Special counsel: How Mueller's role works now

In 1999, however, Congress let the special prosecutor law expire and set up new rules for the attorney general to appoint a special counsel.

Under the current law, the special counsel's focus is somewhat more limited, with the scope of the investigation set by the attorney general and confined to investigating criminal matters.

Robert Mueller
Saul Loeb | AFP | Getty Images
Robert Mueller

The job is the equivalent of a U.S. attorney, but is not subject to day-to-day supervision by the Justice Department. The special counsel has to be named from outside government and has broad leeway in staffing any investigation.

As special counsel, Mueller technically works for the DOJ, so the attorney general has the authority to fire him but only for "misconduct, dereliction of duty, incapacity, conflict of interest, or for other good cause, including violation of Departmental policies."

But because Attorney General Jeff Sessions has recused himself from the case, that authority falls to Deputy Attorney General Rod Rosenstein, who appointed Mueller.

Independent commission: Reports, but no prosecutions

Congress has the authority to create an independent commission to conduct an investigation, much as it did after the assassination of President John Kennedy and the 9/11 attacks.

That would require a special act of Congress, the appointment of commissioners from both parties and the formation of an independent staff of investigators.

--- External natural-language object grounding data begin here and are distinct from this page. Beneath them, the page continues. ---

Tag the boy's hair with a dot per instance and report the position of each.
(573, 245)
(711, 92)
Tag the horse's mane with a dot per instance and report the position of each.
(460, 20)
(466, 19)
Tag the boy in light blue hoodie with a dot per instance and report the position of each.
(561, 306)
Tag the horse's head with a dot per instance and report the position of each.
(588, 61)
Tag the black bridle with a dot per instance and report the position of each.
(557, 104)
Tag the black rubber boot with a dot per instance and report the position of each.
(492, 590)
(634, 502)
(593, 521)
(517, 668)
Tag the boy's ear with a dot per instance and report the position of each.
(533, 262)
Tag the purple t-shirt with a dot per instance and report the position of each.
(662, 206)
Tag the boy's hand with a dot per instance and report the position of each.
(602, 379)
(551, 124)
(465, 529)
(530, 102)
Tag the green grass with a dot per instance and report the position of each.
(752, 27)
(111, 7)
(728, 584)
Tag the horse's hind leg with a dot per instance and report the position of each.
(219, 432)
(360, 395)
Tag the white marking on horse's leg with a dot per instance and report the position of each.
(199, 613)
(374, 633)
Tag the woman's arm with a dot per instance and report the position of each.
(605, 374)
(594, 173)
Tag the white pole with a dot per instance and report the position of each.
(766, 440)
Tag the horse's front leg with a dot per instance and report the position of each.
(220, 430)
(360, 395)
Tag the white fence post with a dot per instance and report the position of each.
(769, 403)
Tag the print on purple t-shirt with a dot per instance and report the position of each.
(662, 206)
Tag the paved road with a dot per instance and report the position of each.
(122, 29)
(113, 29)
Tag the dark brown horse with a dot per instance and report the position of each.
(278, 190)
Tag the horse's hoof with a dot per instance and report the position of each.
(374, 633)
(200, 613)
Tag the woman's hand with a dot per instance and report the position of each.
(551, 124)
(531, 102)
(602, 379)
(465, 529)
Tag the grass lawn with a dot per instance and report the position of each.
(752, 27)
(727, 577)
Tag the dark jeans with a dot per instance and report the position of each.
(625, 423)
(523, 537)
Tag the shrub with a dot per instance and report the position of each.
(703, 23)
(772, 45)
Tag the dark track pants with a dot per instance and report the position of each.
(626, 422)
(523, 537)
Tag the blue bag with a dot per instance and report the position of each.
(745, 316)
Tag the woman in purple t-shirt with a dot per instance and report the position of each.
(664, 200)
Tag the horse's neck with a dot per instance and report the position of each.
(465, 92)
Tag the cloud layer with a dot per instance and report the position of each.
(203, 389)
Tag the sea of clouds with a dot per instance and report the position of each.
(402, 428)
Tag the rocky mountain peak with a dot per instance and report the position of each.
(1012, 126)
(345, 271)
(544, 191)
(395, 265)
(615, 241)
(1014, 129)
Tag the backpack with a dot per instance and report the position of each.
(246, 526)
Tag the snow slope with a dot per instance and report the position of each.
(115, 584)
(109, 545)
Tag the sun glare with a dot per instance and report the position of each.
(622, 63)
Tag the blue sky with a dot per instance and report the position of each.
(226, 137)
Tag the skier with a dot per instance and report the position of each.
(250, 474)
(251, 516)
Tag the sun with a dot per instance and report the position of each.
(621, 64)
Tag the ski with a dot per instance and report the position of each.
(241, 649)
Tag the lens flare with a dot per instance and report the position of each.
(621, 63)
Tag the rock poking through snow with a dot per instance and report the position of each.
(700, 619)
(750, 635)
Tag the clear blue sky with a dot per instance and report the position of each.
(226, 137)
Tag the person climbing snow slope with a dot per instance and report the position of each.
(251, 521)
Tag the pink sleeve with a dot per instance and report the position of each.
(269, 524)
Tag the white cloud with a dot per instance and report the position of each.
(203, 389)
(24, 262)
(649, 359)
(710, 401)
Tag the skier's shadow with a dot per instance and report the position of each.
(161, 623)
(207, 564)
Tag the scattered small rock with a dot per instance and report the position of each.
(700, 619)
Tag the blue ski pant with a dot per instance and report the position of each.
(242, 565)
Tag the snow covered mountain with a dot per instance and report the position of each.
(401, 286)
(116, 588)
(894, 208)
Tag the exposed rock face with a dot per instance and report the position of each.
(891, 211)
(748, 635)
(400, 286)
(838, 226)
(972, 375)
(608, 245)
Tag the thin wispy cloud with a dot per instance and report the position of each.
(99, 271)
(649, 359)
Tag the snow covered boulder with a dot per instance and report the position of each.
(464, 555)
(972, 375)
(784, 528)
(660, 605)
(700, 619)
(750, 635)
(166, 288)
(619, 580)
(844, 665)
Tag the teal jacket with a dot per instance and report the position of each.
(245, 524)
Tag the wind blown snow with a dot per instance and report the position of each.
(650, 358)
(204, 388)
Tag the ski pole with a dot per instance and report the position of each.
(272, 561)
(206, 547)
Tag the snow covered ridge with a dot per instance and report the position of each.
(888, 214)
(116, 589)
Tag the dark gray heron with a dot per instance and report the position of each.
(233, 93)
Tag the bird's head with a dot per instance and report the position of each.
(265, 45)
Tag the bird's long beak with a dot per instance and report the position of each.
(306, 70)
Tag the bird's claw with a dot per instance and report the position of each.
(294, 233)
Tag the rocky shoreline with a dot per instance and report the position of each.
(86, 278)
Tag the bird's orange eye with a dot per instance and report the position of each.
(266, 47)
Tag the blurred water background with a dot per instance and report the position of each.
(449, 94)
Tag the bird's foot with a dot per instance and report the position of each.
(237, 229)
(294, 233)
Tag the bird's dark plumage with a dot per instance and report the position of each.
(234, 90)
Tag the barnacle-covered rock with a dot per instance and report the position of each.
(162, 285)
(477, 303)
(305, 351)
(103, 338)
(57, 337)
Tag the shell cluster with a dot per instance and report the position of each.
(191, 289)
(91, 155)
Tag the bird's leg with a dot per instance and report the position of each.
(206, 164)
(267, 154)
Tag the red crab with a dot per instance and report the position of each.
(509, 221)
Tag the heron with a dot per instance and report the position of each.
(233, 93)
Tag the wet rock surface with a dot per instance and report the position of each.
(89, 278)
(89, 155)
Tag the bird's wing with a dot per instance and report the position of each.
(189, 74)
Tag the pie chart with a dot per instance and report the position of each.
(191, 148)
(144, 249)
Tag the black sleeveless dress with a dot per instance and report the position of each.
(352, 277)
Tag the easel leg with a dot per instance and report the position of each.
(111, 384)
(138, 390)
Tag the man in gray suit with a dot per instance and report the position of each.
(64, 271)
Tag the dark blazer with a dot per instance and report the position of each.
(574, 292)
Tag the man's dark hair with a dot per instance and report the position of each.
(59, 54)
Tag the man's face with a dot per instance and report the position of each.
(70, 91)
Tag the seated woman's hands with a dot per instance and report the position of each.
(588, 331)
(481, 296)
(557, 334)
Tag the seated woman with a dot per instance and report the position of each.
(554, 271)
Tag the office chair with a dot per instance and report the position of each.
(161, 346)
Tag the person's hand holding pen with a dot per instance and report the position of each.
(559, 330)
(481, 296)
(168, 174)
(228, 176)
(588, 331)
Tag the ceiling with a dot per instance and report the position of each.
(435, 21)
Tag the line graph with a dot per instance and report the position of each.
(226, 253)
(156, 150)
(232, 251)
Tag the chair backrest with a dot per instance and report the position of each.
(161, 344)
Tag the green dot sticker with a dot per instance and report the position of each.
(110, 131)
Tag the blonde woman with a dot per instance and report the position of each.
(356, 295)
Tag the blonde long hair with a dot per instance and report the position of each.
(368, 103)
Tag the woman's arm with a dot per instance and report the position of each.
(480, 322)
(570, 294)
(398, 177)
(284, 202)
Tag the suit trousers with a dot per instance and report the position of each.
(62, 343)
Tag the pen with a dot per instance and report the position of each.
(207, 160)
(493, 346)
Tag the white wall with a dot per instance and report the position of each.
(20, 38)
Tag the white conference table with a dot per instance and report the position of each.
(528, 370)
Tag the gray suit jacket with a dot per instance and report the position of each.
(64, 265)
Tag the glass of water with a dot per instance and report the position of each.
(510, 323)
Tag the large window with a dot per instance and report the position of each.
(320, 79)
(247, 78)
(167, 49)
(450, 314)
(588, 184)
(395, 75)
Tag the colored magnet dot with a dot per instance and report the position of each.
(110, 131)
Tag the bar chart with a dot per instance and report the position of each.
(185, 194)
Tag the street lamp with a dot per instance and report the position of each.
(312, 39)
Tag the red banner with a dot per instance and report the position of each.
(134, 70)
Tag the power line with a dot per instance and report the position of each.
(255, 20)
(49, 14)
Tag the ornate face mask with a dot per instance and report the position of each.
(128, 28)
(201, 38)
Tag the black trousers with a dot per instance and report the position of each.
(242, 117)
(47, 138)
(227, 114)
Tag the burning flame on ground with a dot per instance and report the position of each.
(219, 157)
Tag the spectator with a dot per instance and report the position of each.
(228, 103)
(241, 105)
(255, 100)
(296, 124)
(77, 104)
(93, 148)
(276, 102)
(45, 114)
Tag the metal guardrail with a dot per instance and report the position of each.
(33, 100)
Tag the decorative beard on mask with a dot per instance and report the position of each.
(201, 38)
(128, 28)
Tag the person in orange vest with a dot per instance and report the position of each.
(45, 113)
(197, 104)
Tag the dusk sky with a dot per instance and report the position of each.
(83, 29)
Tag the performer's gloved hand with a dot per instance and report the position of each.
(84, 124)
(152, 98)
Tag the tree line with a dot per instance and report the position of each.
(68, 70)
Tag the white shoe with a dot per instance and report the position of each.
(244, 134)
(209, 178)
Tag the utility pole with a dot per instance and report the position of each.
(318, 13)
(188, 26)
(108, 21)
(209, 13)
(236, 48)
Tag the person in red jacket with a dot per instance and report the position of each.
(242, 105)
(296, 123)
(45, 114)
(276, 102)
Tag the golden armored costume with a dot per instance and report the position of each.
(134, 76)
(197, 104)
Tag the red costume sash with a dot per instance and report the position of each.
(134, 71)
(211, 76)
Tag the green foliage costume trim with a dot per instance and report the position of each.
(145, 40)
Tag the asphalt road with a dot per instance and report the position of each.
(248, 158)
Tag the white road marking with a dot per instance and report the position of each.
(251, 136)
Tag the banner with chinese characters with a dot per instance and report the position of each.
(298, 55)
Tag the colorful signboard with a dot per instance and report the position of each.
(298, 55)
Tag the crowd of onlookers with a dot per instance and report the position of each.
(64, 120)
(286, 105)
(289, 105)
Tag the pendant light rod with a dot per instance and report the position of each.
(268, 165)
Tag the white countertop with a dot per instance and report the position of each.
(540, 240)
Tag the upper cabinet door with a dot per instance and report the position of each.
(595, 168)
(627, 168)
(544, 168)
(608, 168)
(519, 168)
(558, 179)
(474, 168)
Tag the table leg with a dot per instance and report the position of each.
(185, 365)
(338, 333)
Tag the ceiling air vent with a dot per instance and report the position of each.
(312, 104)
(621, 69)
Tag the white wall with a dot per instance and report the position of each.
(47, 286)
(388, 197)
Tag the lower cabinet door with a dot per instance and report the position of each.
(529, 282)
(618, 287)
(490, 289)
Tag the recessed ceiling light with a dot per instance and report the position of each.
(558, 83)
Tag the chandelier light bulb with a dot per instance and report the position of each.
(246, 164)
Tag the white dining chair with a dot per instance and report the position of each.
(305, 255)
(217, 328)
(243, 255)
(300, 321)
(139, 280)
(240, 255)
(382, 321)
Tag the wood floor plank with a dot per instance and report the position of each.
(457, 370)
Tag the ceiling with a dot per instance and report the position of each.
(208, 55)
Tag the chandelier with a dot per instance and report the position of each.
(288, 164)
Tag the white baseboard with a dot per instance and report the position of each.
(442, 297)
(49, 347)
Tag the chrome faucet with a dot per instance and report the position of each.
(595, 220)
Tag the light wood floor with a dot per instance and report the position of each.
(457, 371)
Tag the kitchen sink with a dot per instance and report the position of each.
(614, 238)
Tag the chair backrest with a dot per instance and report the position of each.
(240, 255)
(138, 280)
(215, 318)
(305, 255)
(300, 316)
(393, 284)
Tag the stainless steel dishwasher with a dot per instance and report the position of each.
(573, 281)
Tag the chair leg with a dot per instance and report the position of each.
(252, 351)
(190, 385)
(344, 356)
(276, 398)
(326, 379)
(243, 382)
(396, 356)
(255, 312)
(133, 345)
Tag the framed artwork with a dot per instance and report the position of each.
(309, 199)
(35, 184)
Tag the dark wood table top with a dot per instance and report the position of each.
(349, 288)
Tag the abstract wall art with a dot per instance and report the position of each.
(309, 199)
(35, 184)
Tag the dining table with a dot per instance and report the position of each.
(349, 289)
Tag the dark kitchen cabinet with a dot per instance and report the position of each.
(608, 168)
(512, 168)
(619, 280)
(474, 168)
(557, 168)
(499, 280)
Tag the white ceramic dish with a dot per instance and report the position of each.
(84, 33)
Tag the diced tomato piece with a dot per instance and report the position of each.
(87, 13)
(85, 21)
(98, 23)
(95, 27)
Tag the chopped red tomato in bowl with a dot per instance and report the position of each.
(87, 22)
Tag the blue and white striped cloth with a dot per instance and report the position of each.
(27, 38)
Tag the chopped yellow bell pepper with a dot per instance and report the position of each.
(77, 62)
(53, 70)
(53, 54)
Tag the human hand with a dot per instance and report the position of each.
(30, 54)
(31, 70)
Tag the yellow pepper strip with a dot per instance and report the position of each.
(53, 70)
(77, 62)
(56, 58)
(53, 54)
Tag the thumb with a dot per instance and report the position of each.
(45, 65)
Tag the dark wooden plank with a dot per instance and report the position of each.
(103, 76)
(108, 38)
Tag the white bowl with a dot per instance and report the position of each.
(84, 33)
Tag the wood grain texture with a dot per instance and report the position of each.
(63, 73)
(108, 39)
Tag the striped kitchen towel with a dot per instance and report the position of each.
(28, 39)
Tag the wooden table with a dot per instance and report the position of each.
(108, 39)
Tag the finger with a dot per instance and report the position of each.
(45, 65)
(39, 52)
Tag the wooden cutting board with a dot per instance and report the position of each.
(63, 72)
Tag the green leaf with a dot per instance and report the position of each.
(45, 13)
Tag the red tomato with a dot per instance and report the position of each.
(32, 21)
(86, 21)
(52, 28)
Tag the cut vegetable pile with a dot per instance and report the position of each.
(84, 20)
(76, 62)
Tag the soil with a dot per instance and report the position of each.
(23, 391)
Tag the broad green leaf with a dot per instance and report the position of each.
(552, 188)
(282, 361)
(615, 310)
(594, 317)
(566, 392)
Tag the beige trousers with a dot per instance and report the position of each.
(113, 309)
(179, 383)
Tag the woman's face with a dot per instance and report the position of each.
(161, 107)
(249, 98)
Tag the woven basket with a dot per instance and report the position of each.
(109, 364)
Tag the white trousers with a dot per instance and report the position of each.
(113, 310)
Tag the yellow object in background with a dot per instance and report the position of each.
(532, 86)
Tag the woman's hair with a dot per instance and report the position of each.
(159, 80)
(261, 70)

The commission could be given subpoena powers, as Congress did for the 9/11 Commission.

But the result of such a commission's investigation is only a report; it would not have the power to press charges or seek civil penalties.

Given the current GOP control of both chambers of Congress, the creation of an independent commission is unlikely.

Special congressional committee: One too many now?

Congress can set up committees for specific investigations, but at this point there are already separate congressional probes underway, the primary ones being handled by the Senate Intelligence Committee and House Intelligence Committee.

"The special counsel will focus on whether or not criminal charges are appropriate. We're focused on counterintelligence policy. And we can impose sanctions on Russia. The special counsel can't impose sanctions on Russia. " -Susan Collins, Republican senator, Maine

Other investigations are also underway by the Senate Judiciary and House Oversight committees.

Some Republicans have argued that appointing a special prosecutor would complicate those ongoing investigations, especially when it comes to issuing subpoenas or granting immunity to witnesses.

But, aside from playing out in public, the ongoing congressional investigations serve a different purpose, according to Sen. Susan Collins, R-Maine.

"We have two very different missions," she told MSNBC. "The special counsel will focus on whether or not criminal charges are appropriate. We're focused on counterintelligence policy. And we can impose sanctions on Russia. The special counsel can't impose sanctions on Russia. So we still have an extremely important role to play."

Correction: The Ethics in Government Act was passed by Congress in 1978. An earlier version misstated the year.